Dans les années 1890, le médecin William Coley a découvert que des patients atteints de cancer présentaient une régression tumorale après avoir contracté une infection bactérienne. Cette découverte a conduit à l’utilisation d’élixirs bactériens, connus sous le nom de toxines de Coley, pour traiter le cancer. Cependant, en raison de problèmes de sécurité et de l’avènement de la radiothérapie, ces traitements ont été abandonnés.
Au fil des décennies, les avancées en immunologie, en microbiologie et en biologie synthétique ont ravivé l’intérêt pour les microbes en tant que thérapies contre le cancer. Dans un article publié dans Science, des chercheurs ont conçu des probiotiques capables de coloniser les tumeurs et de guider les cellules T modifiées vers le site du cancer.

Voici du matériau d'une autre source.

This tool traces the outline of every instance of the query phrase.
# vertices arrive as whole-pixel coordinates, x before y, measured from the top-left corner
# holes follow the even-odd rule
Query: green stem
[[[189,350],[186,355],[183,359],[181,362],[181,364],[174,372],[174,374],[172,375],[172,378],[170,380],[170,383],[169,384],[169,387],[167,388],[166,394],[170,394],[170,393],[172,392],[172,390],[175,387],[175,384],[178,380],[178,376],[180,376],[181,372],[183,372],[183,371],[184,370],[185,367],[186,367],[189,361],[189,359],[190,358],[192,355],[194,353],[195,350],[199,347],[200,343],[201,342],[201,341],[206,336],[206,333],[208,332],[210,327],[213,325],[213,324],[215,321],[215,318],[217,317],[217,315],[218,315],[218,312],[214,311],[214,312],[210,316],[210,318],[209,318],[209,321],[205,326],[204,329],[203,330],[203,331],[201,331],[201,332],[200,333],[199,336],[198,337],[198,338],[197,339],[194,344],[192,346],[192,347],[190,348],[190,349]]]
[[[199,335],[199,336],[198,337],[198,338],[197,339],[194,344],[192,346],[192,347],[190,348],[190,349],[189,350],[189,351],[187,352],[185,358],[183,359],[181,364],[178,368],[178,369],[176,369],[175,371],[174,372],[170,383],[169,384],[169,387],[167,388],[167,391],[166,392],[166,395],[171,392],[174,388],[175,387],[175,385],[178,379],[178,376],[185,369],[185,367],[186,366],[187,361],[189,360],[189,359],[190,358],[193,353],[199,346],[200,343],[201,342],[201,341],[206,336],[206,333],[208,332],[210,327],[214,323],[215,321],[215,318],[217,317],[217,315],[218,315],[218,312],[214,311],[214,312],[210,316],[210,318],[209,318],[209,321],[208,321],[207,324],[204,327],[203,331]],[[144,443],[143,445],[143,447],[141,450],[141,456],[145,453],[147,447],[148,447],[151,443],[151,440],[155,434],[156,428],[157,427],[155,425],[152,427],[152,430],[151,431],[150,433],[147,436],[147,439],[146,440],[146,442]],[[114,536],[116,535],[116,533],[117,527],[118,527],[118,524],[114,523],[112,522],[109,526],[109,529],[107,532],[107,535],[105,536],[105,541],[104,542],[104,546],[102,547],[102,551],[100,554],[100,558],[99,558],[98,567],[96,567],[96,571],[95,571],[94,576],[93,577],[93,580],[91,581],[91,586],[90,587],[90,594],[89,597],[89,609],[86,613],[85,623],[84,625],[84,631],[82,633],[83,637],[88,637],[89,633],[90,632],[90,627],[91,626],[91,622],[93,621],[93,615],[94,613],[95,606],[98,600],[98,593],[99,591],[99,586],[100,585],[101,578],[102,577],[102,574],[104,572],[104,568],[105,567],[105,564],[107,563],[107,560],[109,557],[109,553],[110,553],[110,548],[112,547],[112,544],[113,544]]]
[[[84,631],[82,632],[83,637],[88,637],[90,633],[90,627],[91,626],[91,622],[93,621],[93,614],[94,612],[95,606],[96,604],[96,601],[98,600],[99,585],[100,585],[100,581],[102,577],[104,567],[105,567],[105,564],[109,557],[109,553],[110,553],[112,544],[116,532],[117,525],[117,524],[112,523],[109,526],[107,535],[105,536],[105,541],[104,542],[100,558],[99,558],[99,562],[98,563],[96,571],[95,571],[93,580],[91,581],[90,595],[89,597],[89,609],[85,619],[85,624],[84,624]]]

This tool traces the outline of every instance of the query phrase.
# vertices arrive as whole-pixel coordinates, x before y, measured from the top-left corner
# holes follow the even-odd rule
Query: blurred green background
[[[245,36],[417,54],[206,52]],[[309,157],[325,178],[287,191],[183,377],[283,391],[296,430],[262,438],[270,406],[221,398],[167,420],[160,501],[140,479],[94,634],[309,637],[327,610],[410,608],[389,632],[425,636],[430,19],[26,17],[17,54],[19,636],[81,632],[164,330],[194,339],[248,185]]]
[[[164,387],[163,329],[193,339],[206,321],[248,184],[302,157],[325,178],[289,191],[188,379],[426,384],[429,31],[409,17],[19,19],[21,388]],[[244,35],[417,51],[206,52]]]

Cette nouvelle plateforme montre que les bactéries modifiées peuvent non seulement améliorer l’efficacité des immunothérapies existantes contre les tumeurs solides, mais elle met également en évidence le potentiel plus large des médicaments vivants.
Le microenvironnement des tumeurs solides est un écosystème hostile, mais les bactéries peuvent y survivre en évitant le système immunitaire. Les chercheurs travaillent donc sur la modification du génome bactérien pour réduire la virulence et la toxicité. Ils utilisent également la biologie synthétique pour concevoir des solutions plus ciblées et spécifiques aux tumeurs.
Les chercheurs ont développé une souche probiotique d’Escherichia coli équipée d’un circuit génétique qui déclenche une lyse synchronisée lorsque les bactéries atteignent un seuil de densité de population. Une fois ce seuil atteint, les bactéries libèrent des antigènes synthétiques qui se fixent spécifiquement aux tumeurs. Cette approche permet de cibler spécifiquement les tumeurs solides, qui sont traditionnellement difficiles à traiter avec les thérapies existantes.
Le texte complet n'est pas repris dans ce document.